W3C home > Mailing lists > Public > xmlschema-dev@w3.org > May 2009

RE: [XML Schema 1.1] Many questions about openContent

From: Costello, Roger L. <costello@mitre.org>
Date: Fri, 29 May 2009 12:32:22 -0400
To: "'xmlschema-dev@w3.org'" <xmlschema-dev@w3.org>
Message-ID: <9E51F88D5247B648908850C35A3BBB5003FD40C13C@IMCMBX3.MITRE.ORG>
Thanks Noah and Michael. That helps a lot. I appreciate your clear and easy-to-understand explanations.

Noah, you made an interesting choice of words:

> In plain English it says ...

Why can't the specification be written in plain English?

Why is it written so painfully complex?

Surely specifications can be written to be both easy to understand and precise. No?

This is complete gobbledygook:

Validation Rule: Element Sequence Locally Valid (Complex Content)
For a sequence S (possibly empty) of element information items to be locally ·valid·<http://www.w3.org/TR/xmlschema11-1/#key-vn> with respect to a Content Type<http://www.w3.org/TR/xmlschema11-1/#ct> CT, the appropriate case among the following must be true:
1 If CT.{open content}<http://www.w3.org/TR/xmlschema11-1/#ct-open_content> is ·absent·<http://www.w3.org/TR/xmlschema11-1/#key-null> , then S is ·valid·<http://www.w3.org/TR/xmlschema11-1/#key-vn> with respect to CT.{particle}<http://www.w3.org/TR/xmlschema11-1/#ct-particle>, as defined in Element Sequence Locally Valid (Particle) (§3.9.4.2)<http://www.w3.org/TR/xmlschema11-1/#cvc-particle>.

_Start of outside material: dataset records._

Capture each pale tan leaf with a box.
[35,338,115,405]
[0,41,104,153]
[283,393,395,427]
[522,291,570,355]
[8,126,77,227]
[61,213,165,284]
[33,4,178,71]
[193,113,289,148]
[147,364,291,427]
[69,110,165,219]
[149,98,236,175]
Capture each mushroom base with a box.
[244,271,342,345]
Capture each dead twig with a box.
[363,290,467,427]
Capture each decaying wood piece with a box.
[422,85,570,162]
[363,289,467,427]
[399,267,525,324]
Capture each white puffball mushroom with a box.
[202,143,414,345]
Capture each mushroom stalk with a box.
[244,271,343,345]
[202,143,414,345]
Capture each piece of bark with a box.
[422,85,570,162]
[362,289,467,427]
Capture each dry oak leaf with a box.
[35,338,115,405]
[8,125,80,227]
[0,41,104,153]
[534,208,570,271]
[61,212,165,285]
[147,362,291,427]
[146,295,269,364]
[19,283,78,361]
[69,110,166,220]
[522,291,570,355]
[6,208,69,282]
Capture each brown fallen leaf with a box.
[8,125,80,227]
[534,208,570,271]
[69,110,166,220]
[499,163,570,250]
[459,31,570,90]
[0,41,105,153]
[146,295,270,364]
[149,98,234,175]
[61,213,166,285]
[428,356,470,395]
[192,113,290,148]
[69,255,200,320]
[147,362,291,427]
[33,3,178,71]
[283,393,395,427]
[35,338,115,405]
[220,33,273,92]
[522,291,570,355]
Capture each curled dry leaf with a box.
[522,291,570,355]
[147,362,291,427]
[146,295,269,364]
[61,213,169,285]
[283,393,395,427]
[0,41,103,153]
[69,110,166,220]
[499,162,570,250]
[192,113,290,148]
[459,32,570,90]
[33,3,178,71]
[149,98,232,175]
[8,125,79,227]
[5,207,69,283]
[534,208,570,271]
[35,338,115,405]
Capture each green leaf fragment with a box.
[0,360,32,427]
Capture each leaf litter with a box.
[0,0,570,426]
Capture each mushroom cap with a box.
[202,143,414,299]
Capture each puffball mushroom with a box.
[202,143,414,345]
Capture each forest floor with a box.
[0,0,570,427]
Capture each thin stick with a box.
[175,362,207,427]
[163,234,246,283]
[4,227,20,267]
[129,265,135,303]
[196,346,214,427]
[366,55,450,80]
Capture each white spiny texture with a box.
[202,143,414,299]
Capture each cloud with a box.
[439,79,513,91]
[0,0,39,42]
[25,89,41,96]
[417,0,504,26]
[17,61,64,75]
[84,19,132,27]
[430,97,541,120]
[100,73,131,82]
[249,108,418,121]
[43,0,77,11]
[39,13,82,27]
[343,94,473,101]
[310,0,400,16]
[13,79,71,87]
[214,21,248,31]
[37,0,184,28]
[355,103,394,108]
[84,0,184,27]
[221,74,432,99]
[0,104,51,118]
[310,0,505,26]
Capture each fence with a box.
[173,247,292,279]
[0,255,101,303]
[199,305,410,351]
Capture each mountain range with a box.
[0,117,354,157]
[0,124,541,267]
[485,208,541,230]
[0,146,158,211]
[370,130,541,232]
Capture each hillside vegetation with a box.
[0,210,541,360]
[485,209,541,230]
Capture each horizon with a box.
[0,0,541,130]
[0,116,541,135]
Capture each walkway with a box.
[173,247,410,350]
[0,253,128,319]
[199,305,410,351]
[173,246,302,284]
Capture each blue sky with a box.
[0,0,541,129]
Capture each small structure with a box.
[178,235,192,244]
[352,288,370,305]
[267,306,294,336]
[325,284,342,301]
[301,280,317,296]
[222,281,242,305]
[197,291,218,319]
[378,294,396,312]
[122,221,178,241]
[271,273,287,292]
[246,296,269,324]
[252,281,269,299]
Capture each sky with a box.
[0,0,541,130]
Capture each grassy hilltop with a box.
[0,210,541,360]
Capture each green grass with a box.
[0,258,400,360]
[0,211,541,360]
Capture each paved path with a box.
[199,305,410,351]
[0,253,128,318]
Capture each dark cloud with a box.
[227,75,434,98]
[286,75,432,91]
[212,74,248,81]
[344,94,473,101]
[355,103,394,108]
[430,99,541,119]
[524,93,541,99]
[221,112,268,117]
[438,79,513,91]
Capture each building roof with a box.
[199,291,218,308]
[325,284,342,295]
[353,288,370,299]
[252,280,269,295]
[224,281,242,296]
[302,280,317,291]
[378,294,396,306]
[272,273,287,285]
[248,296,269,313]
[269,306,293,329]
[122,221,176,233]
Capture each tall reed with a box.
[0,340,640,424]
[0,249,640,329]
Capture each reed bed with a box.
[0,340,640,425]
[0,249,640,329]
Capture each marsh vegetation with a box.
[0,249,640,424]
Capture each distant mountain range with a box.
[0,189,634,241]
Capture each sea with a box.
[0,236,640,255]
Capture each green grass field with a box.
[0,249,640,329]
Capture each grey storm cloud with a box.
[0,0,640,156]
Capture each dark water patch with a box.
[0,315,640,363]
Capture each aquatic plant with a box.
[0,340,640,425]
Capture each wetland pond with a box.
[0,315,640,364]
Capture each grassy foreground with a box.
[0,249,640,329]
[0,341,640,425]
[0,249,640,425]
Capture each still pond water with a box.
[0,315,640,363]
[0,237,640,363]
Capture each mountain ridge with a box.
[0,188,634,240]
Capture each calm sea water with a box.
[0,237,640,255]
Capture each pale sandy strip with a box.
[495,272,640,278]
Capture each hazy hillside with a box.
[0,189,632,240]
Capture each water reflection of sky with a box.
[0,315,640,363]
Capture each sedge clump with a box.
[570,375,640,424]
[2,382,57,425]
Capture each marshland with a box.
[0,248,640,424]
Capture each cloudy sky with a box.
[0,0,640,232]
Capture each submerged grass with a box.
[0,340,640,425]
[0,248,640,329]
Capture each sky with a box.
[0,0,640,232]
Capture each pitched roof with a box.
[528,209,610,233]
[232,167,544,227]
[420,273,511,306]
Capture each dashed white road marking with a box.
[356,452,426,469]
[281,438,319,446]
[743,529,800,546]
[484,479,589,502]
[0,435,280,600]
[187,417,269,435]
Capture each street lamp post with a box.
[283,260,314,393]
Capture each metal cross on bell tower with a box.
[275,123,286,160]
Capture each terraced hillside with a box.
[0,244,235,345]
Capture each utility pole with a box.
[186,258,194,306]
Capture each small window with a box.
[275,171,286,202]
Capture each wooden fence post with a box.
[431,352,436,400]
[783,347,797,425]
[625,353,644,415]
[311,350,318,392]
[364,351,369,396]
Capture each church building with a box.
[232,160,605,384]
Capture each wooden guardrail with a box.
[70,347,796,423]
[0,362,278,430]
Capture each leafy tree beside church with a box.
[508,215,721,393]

2 If CT.{open content}<http://www.w3.org/TR/xmlschema11-1/#ct-open_content>.{mode}<http://www.w3.org/TR/xmlschema11-1/#oc-mode> = suffix , then S can be represented as two subsequences S1 and S2 (either can be empty) such that all of the following are true:
2.1 S = S1 + S2
2.2 S1 is ·valid·<http://www.w3.org/TR/xmlschema11-1/#key-vn> with respect to CT.{particle}<http://www.w3.org/TR/xmlschema11-1/#ct-particle>, as defined in Element Sequence Locally Valid (Particle) (§3.9.4.2)<http://www.w3.org/TR/xmlschema11-1/#cvc-particle>.
2.3 If S2 is not empty, let E be the first element in S2, then S1 + E does not have a ·path·<http://www.w3.org/TR/xmlschema11-1/#key-path> in CT.{particle}<http://www.w3.org/TR/xmlschema11-1/#ct-particle>
2.4 Every element in S2 is ·valid·<http://www.w3.org/TR/xmlschema11-1/#key-vn> with respect to the wildcard CT.{open content}<http://www.w3.org/TR/xmlschema11-1/#ct-open_content>.{wildcard}<http://www.w3.org/TR/xmlschema11-1/#oc-wildcard>, as defined in Item Valid (Wildcard) (§3.10.4.1)<http://www.w3.org/TR/xmlschema11-1/#cvc-wildcard>.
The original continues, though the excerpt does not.